Longest Palindromic Subsequence is essentially LCS

516. Longest Palindromic Subsequence

This is April 13, 2023’s daily problem. It is a quite interesting problem as the LPS is essentially LCS. We can change this problem to longest common sequence.
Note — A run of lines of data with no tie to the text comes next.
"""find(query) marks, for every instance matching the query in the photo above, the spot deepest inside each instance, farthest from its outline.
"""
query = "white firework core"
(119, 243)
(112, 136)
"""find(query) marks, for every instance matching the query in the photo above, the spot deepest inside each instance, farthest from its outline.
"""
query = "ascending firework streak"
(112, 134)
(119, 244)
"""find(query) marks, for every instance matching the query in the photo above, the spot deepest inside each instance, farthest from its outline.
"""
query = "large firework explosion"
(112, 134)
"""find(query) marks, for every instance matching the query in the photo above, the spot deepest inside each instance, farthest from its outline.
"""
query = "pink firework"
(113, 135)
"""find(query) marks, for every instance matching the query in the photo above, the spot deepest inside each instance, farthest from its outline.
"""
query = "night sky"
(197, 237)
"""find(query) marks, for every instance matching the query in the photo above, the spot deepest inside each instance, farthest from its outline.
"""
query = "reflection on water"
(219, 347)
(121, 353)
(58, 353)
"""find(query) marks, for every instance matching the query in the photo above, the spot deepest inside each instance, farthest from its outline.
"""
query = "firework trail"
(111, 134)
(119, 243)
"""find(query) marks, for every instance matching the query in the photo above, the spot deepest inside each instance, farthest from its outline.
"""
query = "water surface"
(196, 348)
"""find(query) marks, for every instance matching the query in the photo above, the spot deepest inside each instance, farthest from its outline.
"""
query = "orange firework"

And it can be explained by using the following example

a, b, c, e, c, b, f, a

Essentialy is looking for the common sequence of:

[a, b, c] and reversed [c, b, f, a]

which is

the common sequence of

[a, b, c] and [a, f, b, c].

We can use the transition rule of LCS:

if s[i] == s[j]:
LCS(i, j) = 1 + LCS(i - 1, j - 1)
else:
LCS(i, j) = max(LCS(i, j - 1) , LCS(i - 1, j))

Complexity

• Time complexity: O(n²)
• Space complexity: O(n²) for the memo.

Code

class Solution {
public:
string s;
int n;
    int lcs(vector<vector<int>>& memo, int i, int j){
        if (memo[i][j] != -1) return memo[i][j];
        if (i == 0 || j == n + 1) return memo[i][j] = 0;
        if (s[i-1] == s[j-1]){
            return memo[i][j] = 1 + lcs(memo, i - 1, j + 1);
        } else {
            return memo[i][j] = max(lcs(memo, i - 1, j), lcs(memo, i, j + 1));
        }

    }
    int longestPalindromeSubseq(string s) {
        this->s = s;
        this-> n= s.size();
         vector<vector<int>>memo(n + 2, vector<int>(n+2, -1));
         int ret = 0;
         for (int i =1; i <= n; ++i){
             ret = max(ret,1 +  2*lcs(memo, i - 1, i + 1));
             ret = max(ret, 2*lcs(memo, i - 1, i));
         }
         return ret;
        
    }
};

Thanks for reading and hope it is helpful.